Opinião

A nova Brigada do Reumático

A lista de sexagenários e septuagenários que são ou já foram da área do PSD e que dizem de Pedro Passos Coelho o que Maomé não disse do toucinho é impressionante.

Miguel Veiga deu ontem uma entrevista a este jornal a defender a subida ao poder de Rui Rio, para que faça “uma limpeza desejável no PSD”. Luís Mira Amaral deu uma entrevista no sábado ao DN a desancar de cima abaixo Moreira da Silva, a quem chamou “ministro do CO2” e a quem acusou de ter “um discurso de talibãs verdes” por se atrever a taxar as gasolineiras. José Miguel Júdice tem-se desdobrado em entrevistas para demonstrar o seu apoio a António Costa – segundo ele, “o político mais dotado da sua geração” e “a pessoa mais indicada para liderar o país nesta conjuntura”.

A lista de sexagenários e septuagenários que são ou já foram da área do PSD e que dizem de Pedro Passos Coelho o que Maomé não disse do toucinho é impressionante. Uns sonham com Rui Rio (Miguel Veiga), outros com António Costa (José Miguel Júdice), outros nem com um, nem com outro (Mira Amaral), mas todos eles têm em comum uma profunda aversão a Passos Coelho e ao seu governo.
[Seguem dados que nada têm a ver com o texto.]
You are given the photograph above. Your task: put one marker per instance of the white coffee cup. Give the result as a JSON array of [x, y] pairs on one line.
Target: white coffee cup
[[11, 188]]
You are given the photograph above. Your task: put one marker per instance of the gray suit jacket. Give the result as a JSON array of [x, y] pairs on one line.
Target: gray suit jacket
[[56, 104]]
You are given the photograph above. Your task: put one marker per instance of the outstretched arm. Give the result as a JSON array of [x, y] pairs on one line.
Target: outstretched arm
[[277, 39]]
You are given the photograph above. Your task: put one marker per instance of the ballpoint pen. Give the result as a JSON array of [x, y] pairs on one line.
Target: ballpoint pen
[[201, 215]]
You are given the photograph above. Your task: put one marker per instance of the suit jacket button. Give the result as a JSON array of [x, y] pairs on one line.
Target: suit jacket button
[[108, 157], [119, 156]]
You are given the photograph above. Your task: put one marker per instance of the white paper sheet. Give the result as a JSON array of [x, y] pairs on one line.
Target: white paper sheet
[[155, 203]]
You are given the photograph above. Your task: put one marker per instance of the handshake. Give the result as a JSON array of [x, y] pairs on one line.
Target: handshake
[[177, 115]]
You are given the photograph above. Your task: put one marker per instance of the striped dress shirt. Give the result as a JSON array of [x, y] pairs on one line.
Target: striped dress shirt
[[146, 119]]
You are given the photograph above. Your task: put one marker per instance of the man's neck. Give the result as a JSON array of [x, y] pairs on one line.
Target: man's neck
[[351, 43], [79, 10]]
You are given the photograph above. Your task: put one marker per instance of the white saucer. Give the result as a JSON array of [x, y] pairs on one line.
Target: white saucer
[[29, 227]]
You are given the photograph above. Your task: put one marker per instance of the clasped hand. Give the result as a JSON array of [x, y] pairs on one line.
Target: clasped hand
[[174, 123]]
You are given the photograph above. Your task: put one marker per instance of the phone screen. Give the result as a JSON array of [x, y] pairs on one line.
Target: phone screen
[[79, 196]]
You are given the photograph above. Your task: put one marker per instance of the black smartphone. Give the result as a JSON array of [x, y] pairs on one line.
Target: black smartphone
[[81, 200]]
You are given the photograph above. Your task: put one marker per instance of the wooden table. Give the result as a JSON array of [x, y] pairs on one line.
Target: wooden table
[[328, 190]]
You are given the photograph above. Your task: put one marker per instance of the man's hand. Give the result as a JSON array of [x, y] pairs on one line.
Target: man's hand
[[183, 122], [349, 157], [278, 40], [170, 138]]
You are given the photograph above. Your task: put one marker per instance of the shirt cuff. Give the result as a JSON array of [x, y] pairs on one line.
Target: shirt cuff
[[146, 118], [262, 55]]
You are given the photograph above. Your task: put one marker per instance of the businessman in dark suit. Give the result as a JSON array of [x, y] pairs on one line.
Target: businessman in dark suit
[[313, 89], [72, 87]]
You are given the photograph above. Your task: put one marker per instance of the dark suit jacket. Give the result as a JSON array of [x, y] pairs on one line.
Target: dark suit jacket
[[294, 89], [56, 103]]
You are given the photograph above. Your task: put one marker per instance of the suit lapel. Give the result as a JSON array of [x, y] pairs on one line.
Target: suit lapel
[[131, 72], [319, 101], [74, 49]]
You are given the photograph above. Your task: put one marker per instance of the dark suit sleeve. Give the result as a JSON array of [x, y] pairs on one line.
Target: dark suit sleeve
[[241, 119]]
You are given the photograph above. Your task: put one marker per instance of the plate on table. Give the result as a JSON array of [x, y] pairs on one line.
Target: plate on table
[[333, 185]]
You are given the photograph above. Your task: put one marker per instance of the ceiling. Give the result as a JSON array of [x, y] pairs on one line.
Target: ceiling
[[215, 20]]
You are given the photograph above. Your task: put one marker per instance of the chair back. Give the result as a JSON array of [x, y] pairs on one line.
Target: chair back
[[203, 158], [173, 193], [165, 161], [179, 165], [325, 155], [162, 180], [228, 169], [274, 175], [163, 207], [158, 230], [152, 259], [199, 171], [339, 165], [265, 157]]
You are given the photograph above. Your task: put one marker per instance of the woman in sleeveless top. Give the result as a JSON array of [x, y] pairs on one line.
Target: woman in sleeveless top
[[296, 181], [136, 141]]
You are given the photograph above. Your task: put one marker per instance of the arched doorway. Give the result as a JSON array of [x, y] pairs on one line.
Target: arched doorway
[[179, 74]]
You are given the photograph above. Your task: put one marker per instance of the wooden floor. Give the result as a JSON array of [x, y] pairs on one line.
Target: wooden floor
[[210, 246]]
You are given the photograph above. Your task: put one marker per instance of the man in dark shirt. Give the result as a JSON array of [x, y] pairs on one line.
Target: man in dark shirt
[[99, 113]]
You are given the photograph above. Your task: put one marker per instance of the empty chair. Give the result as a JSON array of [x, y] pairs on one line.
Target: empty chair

Só que a aversão deles não é igual à aversão do desempregado, do operário, do funcionário público, do reformado, nem sequer à aversão de Pacheco Pereira – a sua aversão deriva da maior dificuldade que certos privilegiados hoje têm em aceder e em influenciar o poder político. Aquilo que os incomoda não é o destino dos pobres. Aquilo que os incomoda é a crise, pela primeira vez, ter chegado aos ricos.
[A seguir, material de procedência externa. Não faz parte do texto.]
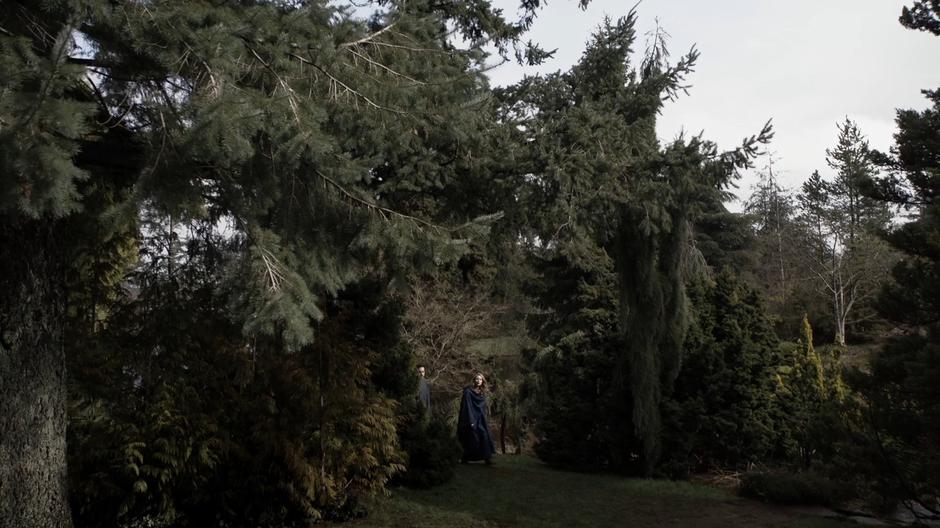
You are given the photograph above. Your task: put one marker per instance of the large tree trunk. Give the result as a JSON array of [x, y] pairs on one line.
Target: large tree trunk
[[33, 412]]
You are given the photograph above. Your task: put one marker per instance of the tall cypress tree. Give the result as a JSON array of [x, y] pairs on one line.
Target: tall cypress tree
[[608, 190]]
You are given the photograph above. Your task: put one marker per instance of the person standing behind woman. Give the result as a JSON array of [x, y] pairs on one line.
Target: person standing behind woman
[[473, 430]]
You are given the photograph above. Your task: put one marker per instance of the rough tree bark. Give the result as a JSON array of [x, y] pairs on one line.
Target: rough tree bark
[[33, 405]]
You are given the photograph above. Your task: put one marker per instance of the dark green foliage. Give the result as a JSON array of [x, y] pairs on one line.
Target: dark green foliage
[[610, 195], [431, 447], [924, 16], [811, 401], [191, 425], [330, 149], [901, 389], [582, 415], [806, 488], [721, 413]]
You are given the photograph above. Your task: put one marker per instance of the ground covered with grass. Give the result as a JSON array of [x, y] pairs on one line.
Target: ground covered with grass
[[521, 492]]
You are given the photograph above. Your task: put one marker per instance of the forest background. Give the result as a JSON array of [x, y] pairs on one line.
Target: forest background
[[232, 230]]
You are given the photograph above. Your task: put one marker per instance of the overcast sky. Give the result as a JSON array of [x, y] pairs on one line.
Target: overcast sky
[[807, 64]]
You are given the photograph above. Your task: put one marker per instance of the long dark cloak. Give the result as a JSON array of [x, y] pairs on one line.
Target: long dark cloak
[[473, 430], [424, 393]]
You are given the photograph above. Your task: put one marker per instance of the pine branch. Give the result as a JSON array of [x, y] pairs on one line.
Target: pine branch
[[368, 38]]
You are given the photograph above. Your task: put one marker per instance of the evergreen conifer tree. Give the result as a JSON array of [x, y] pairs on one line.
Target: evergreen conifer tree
[[326, 141], [610, 191], [902, 388]]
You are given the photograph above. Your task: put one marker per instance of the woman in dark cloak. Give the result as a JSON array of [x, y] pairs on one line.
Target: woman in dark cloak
[[473, 430]]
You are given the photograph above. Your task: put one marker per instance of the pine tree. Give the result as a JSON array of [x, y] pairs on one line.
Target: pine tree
[[326, 141], [902, 388]]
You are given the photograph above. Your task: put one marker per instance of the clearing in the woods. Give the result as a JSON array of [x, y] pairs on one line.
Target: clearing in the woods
[[520, 491]]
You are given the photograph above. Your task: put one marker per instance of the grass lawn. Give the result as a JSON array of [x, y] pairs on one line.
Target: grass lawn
[[521, 492]]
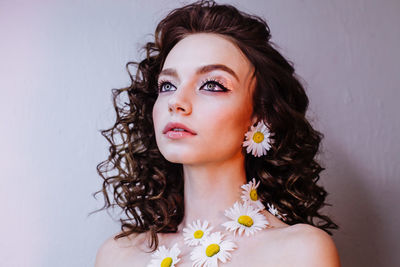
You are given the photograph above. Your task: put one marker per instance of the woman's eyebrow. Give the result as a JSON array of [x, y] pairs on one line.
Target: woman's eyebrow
[[202, 70]]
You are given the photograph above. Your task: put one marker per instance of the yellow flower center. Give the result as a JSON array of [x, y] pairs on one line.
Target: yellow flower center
[[258, 137], [245, 220], [212, 249], [198, 234], [166, 262], [253, 194]]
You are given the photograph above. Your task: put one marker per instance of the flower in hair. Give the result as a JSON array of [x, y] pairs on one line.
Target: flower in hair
[[196, 232], [165, 257], [244, 219], [213, 249], [250, 196], [258, 140]]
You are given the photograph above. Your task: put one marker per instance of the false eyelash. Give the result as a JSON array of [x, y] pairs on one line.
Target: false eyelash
[[216, 82], [204, 82], [160, 83]]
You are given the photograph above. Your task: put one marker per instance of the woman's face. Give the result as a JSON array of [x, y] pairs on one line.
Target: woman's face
[[191, 92]]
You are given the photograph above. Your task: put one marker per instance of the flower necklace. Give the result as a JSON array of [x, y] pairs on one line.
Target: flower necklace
[[212, 247]]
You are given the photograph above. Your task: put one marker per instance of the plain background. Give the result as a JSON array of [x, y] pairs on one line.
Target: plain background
[[59, 61]]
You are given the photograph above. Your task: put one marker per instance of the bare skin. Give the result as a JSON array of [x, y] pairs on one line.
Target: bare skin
[[214, 170], [279, 246]]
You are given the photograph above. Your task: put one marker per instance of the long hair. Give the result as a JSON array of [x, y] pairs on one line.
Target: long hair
[[149, 189]]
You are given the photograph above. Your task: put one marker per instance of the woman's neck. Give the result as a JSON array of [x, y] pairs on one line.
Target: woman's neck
[[212, 188]]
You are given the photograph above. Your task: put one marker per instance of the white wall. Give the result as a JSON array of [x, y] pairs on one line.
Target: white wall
[[60, 59]]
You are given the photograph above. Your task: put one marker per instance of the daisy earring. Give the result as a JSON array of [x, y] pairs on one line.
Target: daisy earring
[[258, 139]]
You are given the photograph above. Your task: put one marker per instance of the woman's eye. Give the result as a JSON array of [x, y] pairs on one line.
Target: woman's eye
[[165, 86], [213, 86]]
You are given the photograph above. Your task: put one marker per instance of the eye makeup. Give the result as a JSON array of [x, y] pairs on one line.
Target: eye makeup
[[208, 83]]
O embate de Moreira da Silva com o poderosíssimo sector das petrolíferas, o famoso “não” de Maria Luís Albuquerque a Ricardo Salgado ou a actual recusa do governo em actuar na PT são das poucas decisões realmente decentes que o governo de Pedro Passos Coelho tomou – critiquem-no por tudo e um par de botas, mas não por isso. Infelizmente, os privilegiados do regime fazem outras contas. Luís Mira Amaral está à frente do BIC de Isabel dos Santos e a gerir as ruínas do BPN, compradas ao preço da chuva. Miguel Veiga é um “fundador” do PSD que há dois meses teceu inacreditáveis loas a Ricardo Salgado (“um homem com mão de ferro em luva de veludo”) numa vergonhosa “reportagem” da RTP, criticando de caminho Carlos Costa por ter acusado Salgado de forma “tendenciosa, prematura e injustificada”.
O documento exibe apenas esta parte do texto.